Lance Quick was arrested for allegedly driving under the influence on Dec. 8, 2018, although there was never any evidence of alcohol or hard drugs in his system. Diagnosed with bipolar disorder and PTSD, he was taking THC gummies and had been prescribed Lithium and Lamictal.
He was booked into the Bannock County Jail, where staff apparently misunderstood the effects of his lack of medication as drug withdrawals. Quick spent the final six days of his life in a holding cell, with no sink, toilet or bed, experiencing what his family called “manic episodes.” He died Dec. 14, 2018.
“What happened to Lance was preventable, uncalled for, and there are people who could have saved his life,” says Shauna Quick, Lance’s mother. “Everything we do for mental health is in recognition of our son, what he endured and his death.”
Nobody was charged in connection to Quick’s death, and the case has been closed. A civil lawsuit filed by his parents went to mediation and has been settled.
The Quicks had not heard about State Hospital South Cemetery, but after Sessions invited them to see it, they were touched by the countless stories of the deceased patients. For decades, people could drop family members off at the facility, formerly called the Idaho Insane Asylum, and the state would care for them. Patients were called “inmates,” and they often died alone in the hospital. When nobody claimed a body, it was wrapped in a white cloth and laid to rest. The burial sites were originally marked by simple concrete stones, but those were destroyed by weather, vandals and time, leaving all the graves unmarked.
Over the past two years, Sessions and dozens of volunteers have used donations to restore the headstones and set 352 in concrete. He plans to have the remaining 648 set in concrete over the next four years. Sessions has also supervised the planting of 40 trees and the Quicks’ donation will help pay to have a sidewalk added to the property.
“This is the largest single donation we have received. The sidewalk is around $28,000, so we still have more that we need to raise, but this will be a big help,” Sessions says. “It’s hard work and very emotional, but it’s a very positive experience knowing we’re doing good for both her memory and honoring the people buried at the cemetery.”
Hospital patients are no longer buried at the cemetery, but the state does cremate their remains, and they can be laid to rest. Plans are in the works for a memorial wall to be placed on the property, along with a new fence and a paved parking lot.

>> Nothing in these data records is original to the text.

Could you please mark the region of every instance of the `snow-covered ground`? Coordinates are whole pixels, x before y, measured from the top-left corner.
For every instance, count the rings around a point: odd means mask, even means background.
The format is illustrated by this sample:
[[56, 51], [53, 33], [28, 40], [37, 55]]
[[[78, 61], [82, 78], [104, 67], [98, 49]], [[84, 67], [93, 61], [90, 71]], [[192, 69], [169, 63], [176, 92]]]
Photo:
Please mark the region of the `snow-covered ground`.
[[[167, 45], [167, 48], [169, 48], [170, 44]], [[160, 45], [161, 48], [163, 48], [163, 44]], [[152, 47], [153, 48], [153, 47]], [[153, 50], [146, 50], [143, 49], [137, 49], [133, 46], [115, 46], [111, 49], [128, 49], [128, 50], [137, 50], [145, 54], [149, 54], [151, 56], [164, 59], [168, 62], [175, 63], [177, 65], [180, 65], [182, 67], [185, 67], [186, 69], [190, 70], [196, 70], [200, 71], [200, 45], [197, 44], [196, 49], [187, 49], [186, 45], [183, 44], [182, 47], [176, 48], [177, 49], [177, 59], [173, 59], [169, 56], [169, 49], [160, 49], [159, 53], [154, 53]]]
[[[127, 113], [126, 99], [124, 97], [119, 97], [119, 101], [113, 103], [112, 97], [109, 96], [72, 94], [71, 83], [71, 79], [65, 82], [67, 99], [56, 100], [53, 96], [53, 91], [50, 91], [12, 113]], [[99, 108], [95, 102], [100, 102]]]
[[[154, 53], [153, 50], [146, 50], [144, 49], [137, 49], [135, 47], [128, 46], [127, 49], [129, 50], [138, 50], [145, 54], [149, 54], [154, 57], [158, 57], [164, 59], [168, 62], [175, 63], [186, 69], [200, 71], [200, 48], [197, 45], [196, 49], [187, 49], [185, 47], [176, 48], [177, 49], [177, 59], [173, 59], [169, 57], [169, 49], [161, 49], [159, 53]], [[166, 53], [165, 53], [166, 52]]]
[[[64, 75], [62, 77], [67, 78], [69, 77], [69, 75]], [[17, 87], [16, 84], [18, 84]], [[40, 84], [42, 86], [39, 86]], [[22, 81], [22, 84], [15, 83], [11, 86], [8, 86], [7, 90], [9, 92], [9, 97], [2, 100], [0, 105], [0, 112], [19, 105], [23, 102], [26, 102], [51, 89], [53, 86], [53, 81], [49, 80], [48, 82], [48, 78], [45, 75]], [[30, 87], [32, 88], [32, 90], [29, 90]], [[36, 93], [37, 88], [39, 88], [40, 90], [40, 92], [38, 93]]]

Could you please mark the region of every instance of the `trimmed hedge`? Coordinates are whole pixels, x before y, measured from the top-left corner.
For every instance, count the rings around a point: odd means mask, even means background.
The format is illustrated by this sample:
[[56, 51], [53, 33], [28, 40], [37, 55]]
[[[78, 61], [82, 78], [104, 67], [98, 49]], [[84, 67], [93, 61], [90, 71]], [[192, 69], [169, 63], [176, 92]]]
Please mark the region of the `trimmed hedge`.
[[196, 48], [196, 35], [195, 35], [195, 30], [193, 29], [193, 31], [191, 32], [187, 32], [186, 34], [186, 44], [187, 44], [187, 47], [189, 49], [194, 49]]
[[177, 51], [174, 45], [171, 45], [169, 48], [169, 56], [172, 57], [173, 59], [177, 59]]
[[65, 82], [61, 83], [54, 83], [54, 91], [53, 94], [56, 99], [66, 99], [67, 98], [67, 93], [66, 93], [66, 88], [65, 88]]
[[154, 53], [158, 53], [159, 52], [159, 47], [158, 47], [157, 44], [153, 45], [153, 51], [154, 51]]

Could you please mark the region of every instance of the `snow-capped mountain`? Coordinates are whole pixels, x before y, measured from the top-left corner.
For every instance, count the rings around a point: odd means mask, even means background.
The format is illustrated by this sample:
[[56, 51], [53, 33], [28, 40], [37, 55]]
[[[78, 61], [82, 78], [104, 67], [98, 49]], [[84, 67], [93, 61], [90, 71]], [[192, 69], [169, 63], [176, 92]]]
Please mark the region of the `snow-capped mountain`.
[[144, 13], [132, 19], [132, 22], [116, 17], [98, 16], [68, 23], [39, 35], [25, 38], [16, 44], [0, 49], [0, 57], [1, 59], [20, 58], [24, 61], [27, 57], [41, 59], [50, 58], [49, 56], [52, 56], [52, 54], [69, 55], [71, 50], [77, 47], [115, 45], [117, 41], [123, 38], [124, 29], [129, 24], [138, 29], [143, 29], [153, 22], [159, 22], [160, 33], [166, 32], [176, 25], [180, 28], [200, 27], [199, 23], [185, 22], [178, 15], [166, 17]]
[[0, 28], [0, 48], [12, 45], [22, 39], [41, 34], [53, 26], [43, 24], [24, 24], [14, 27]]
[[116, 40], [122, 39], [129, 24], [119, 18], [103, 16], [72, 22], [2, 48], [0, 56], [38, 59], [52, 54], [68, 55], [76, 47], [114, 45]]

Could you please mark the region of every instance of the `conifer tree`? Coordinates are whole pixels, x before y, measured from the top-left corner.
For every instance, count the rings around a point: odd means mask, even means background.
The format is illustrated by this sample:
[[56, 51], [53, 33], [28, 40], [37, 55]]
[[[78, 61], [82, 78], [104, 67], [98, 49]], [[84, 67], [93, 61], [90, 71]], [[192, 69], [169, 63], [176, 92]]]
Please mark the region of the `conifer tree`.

The Quicks say they appreciate Sessions’ “noble” cause and plan to do more to raise awareness of mental health issues.
“It is heartwrenching to think these patients had been forgotten until Tracey started to put the wheels in motion to get this going. It looks like they have had good success with fundraising, and hopefully, with this contribution, it can help move it along,” Quick says. “Mental illness is a situation in our society that seems to be put on the backburner all the time. Our goal is to help others and help in meaningful ways.”